Make sure that in the days leading up to the conference you post some tweets letting followers know that you will be attending the conference and will be live tweeting.  Include the conference hashtag in these tweets as well as a link to the conference website if available.  By tweeting early in this manner you provide the opportunity for any of your Twitter followers to plan to follow your tweets from the conference.

2. Be prepared

I have a preconference ritual of charging and checking the device/s that I intend to tweet from.  But I always take a charger just in case. I also ensure that keystroke noises on my devices are set to silent.  Many people find the constant ‘pebble clacking’ noise of keystrokes on the iPad or iPhone very distracting.

3. Use an app

It has to be said that the native Twitter apps and website are not ideal for live tweeting.  I prefer to use one of a range of applications that enable you to better organise and monitor multiple Twitter timelines.  Currently I most often utilise the HootSuite application for the iPad.  This app allows me to view not only the timeline for the conference hashtag but also timelines for mentions of my account and direct messages, all at the same time.

4. Be courteous

I teach my children that social networks are just like any physical public space and therefore we need to behave accordingly.  Before critiquing a presenters work via Twitter, ask yourself is this something I would be prepared to say in public, is this something I would be prepared to say to the presenters face.

5. A formula for live conference tweeting

One of the biggest challenges regarding live conference tweeting is capturing reams of information coming at you at the rate of speech and conveying this in a stream of posts of 140 characters or less.  Each post should ideally contain both the conference hashtag as well as some form of attribution, identifying who has imparted the information in the first place.  Over the course of time I have developed a formulaic practice that has helped me to increase the speed by which I can record and tweet information.

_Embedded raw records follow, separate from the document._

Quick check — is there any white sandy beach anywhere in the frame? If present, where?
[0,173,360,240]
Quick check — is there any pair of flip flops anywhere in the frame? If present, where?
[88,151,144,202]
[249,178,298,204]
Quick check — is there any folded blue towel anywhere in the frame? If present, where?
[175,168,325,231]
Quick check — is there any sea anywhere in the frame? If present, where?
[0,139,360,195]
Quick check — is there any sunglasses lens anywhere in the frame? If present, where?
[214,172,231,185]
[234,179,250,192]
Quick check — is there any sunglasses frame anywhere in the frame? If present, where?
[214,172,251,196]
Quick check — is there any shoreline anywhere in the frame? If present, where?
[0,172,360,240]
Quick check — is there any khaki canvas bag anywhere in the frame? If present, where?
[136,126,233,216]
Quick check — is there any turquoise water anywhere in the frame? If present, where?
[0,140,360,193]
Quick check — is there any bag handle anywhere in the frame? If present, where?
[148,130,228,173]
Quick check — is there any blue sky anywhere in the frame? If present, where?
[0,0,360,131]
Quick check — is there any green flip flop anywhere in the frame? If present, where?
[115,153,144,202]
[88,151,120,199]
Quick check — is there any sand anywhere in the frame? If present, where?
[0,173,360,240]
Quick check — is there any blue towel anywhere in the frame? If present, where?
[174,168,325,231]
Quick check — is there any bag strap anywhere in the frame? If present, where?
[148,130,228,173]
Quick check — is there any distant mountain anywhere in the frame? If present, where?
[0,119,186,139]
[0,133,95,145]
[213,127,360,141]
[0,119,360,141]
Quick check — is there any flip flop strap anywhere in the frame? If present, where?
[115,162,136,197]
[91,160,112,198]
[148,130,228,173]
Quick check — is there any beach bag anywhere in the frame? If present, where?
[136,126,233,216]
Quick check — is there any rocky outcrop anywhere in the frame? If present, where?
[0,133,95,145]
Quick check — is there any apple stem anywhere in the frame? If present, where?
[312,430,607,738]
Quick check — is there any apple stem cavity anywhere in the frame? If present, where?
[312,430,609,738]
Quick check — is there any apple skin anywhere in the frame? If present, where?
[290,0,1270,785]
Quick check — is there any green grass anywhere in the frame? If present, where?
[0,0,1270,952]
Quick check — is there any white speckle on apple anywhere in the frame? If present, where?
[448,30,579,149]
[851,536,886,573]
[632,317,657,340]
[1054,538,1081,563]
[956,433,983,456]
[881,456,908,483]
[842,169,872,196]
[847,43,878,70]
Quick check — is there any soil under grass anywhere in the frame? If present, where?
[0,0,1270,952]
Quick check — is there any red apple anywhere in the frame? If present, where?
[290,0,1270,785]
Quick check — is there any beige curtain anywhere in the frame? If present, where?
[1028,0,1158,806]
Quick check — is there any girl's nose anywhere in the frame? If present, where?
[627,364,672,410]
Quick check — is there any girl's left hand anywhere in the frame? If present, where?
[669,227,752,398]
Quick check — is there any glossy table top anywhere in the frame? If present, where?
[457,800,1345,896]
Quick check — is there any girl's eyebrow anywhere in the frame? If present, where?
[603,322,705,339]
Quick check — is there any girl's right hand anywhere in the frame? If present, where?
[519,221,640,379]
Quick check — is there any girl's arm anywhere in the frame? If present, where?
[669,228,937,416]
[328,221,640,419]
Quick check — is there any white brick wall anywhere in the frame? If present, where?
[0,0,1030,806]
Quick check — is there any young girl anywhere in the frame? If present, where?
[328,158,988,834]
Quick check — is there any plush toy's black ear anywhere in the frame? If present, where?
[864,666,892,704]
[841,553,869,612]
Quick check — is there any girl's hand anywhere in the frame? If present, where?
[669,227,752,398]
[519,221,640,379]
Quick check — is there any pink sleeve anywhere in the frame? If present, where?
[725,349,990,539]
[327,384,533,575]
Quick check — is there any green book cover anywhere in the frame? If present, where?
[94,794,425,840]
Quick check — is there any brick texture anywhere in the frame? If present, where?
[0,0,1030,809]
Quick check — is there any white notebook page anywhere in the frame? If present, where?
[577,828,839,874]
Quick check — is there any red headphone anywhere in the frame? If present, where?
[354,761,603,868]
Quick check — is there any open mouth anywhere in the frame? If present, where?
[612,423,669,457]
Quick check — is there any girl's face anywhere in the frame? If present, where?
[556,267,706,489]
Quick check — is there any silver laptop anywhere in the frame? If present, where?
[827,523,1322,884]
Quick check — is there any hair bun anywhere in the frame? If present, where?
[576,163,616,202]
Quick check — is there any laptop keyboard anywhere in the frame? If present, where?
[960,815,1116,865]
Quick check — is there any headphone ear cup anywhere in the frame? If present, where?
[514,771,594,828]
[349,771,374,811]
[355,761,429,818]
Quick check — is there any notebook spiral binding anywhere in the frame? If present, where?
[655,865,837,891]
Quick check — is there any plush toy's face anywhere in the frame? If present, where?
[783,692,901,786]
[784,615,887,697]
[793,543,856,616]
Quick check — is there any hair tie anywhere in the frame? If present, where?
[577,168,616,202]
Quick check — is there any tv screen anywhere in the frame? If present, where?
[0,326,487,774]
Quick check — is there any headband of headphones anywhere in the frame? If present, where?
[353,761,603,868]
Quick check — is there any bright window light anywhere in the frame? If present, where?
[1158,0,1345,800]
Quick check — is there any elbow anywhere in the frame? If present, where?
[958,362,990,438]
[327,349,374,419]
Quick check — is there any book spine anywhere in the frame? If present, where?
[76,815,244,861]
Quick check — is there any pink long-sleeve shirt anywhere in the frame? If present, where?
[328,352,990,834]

  • Whenever a new presenter commences speaking I introduce them to my twitter audience (e.g. Prof. Citizen about to speak about injecting practices #AODconf)
  •  I then copy both the last name of the presenter and the conference hashtag onto my clipboard (e.g. Citizen #AODconf)
  •  I then simply paste this content into a new tweet saving me the time of having to repeatedly having to type the conference hashtag and presenters name. (e.g. We need to continue to research injecting practices in different cultures – Citizen #AODconf )

6. If your device has a camera then use it

Presenters sometimes out a great amount of effort into their slides.  The may present a fantastic quote that you cannot fit into a tweet or it may be a great infographic or other visual representation of what they are talking about.  Capturing this in a photograph and tweeting it can enhance your followers experience of the conference twitter timeline.

7.  Talk to people

The key word in social networks is social, so don’t forget to talk to people. Encourage your audience to ask questions and remember to ask questions of other delegates tweeting from the conference.